If you’re sick of guns, sick of crime stories and sick of Liam Neeson and you have the stomach for only one new jaded detective movie this year, make it Too Late. Even if you hate it (and there’s a good chance that you will since this film is out to lunch from the start), I think you’ll enjoy hating it. If you love it, you’re gonna feel like you just took a monster bong hit and are now good for the day.
It’s a story told in only five scenes, each one a (mostly) single unbroken shot that follows the characters from room-to-room, from place-to-place and clear down the street. It’s got to be the easiest job that film editor David Heinz has ever taken. Also, it’s all out of chronological sequence. It begins somewhere in the middle, then goes to the climax, then rewinds and gets even more haywire from there.
Call it a gimmick, I call it good noir. First rule of the genre: Everyone in it is as doomed as Jeb Bush’s presidential campaign. Even if they don’t die, they’ll never be happy. They’ve seen too much and done too many things that they shouldn’t have. Noir is built on pessimism. If it’s optimistic about anything, call it something else.
And this movie is pessimistic as all living fuck. Its weird structure is partly a well-played trick and partly a twisting of the noir knife. It deliberately kills off characters and then shows them burning bright in the next scene, a candle that we know is about to get snuffed. Tragedy is a presence even in this film’s few warm moments.
The second rule of noir: NONE of this stuff needs to make much sense. It’s perfectly fine for characters to talk in dark and snappy poetry. Coincidences are also allowed, even a few cheap ones. Noir is a strange impression of life, never a mirror image. We’re happy to let the cinematographer go hog wild with style in a noir; why not the screenwriter, too? It’s a tightrope for sure, and writer/director Dennis Hauck (making his feature debut) nearly falls to his death a few times walking it, but he makes it across, sweaty and shaking and with piss running down his leg, but alive. He gets it. His ridiculous risks here are part of the show.

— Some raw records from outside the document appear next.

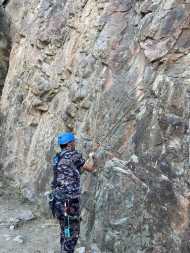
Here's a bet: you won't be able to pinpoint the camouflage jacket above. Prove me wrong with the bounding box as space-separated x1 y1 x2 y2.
57 150 85 198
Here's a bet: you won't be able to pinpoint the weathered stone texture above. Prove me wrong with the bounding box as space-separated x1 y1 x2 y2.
0 0 190 253
0 7 11 96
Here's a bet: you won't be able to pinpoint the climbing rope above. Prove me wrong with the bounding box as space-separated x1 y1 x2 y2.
87 85 103 252
0 53 9 62
93 50 176 152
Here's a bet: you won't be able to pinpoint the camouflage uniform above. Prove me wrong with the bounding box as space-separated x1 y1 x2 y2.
55 151 85 253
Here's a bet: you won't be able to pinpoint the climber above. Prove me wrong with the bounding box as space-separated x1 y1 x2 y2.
1 0 9 8
51 132 94 253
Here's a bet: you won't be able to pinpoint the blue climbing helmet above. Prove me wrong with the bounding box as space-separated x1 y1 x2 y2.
58 132 75 145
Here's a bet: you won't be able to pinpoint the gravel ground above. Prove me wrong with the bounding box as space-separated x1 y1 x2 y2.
0 177 60 253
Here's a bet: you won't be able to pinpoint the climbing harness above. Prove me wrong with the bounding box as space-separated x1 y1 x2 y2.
48 189 81 221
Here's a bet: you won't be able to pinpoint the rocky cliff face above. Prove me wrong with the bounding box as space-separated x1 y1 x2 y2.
0 6 11 97
0 0 190 253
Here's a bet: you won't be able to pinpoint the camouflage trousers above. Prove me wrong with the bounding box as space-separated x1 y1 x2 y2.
55 199 80 253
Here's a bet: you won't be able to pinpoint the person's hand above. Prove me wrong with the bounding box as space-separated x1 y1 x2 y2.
89 152 95 158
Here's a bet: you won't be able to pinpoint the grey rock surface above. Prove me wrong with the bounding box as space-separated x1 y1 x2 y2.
0 0 190 253
14 235 24 243
19 210 35 221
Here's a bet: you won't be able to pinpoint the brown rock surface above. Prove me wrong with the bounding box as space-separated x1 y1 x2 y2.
0 0 190 253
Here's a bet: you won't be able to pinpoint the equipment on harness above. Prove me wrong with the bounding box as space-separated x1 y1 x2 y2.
49 190 81 221
58 132 75 145
64 216 71 237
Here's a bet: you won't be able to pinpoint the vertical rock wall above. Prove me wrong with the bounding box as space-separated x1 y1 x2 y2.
0 7 11 97
0 0 190 253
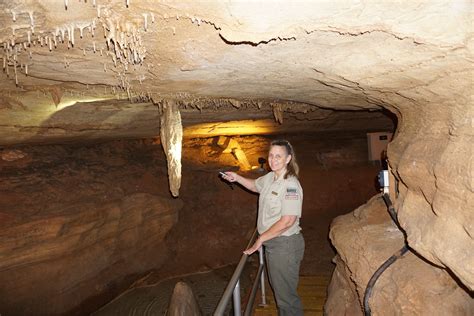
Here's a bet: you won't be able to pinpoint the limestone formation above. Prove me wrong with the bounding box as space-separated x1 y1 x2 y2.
325 196 474 315
166 282 201 316
160 100 183 197
0 0 474 314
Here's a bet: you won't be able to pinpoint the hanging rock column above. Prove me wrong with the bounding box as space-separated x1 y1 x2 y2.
160 100 183 197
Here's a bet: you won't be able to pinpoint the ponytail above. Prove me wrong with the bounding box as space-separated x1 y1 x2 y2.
270 139 300 179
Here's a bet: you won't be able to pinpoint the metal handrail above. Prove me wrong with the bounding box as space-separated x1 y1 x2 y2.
214 230 266 316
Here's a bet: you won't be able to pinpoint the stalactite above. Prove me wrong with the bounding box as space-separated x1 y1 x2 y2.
160 100 183 197
272 104 283 124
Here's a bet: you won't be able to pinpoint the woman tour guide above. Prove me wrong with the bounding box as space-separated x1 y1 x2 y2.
223 140 304 316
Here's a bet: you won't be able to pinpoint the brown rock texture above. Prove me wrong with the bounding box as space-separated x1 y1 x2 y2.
166 282 201 316
0 142 182 315
0 0 474 314
325 196 474 315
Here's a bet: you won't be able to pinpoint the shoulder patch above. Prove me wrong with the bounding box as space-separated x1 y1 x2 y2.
285 187 300 200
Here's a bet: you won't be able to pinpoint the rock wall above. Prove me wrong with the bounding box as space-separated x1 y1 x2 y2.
0 142 182 315
325 196 474 315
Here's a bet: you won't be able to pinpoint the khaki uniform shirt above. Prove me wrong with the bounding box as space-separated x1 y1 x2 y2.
255 171 303 236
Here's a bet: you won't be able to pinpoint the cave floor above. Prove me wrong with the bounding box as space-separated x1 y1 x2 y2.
93 209 340 316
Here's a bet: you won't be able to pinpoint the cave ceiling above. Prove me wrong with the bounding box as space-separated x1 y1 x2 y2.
0 0 472 144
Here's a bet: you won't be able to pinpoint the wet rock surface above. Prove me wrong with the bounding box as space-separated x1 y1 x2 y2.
325 196 474 315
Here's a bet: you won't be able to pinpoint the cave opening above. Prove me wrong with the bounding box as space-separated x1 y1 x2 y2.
0 106 396 315
0 0 474 315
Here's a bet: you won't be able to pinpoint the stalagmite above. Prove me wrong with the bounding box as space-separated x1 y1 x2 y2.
160 100 183 197
143 13 148 32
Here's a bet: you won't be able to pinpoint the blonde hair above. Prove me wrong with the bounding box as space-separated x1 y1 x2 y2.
270 139 300 179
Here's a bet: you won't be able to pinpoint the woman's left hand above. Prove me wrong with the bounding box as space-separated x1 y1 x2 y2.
244 238 263 255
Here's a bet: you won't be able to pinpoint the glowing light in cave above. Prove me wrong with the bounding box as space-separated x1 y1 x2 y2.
184 119 278 137
53 98 108 112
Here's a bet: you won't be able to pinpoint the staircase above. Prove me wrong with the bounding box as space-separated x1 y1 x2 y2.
254 275 331 316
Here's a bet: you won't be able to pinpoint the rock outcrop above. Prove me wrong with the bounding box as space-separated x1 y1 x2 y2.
0 193 178 315
325 196 474 316
166 282 201 316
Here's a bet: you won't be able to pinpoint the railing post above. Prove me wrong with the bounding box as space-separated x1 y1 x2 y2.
258 246 267 305
233 279 242 316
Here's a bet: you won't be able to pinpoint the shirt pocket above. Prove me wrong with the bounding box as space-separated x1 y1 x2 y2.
266 194 281 217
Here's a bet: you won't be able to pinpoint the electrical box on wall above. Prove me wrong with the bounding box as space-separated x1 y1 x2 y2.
367 132 393 161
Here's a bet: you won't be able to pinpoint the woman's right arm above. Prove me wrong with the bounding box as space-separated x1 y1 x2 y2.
222 171 258 192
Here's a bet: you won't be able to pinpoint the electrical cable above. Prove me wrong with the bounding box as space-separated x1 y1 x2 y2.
364 193 409 316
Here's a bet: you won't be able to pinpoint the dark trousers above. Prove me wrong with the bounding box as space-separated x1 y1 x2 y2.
264 233 304 316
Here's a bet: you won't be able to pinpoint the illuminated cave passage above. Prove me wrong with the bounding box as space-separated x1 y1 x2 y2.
0 0 474 315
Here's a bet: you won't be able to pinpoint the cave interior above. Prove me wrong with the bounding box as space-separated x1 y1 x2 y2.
0 0 474 315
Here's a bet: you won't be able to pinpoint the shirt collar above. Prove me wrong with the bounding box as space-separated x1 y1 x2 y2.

This wouldn’t be nearly as good with a linear structure. At first, this plays like a standard take on the classic scenario of one private detective and one dead girl, but it becomes something more as it unfolds. It goes backwards and forwards because it deals with a lead character (a terrific John Hawkes, thin as a matchstick and just as precariously smoldering) who cannot open up. He makes his living uncovering secrets as he has secrets of his own that he refuses to tell, even to us. When the revelations happen, they slip out in the middle of one of the long takes here. It’s as if the director of the film is the detective himself, aching to free himself of his sad story, but unwilling to tart it up. Best to let the camera roll and let it see what it sees. A man marked for death cares little for craft.
In addition to being a good movie, this film also deserves a salute for being a rare analog statement in a digital world. It was shot on old-fashioned film, with each scene roughly the length of a single reel and the theatrical screenings were strictly 35mm.
It’s doomed characters presented in a doomed format. What the hell is more noir than that?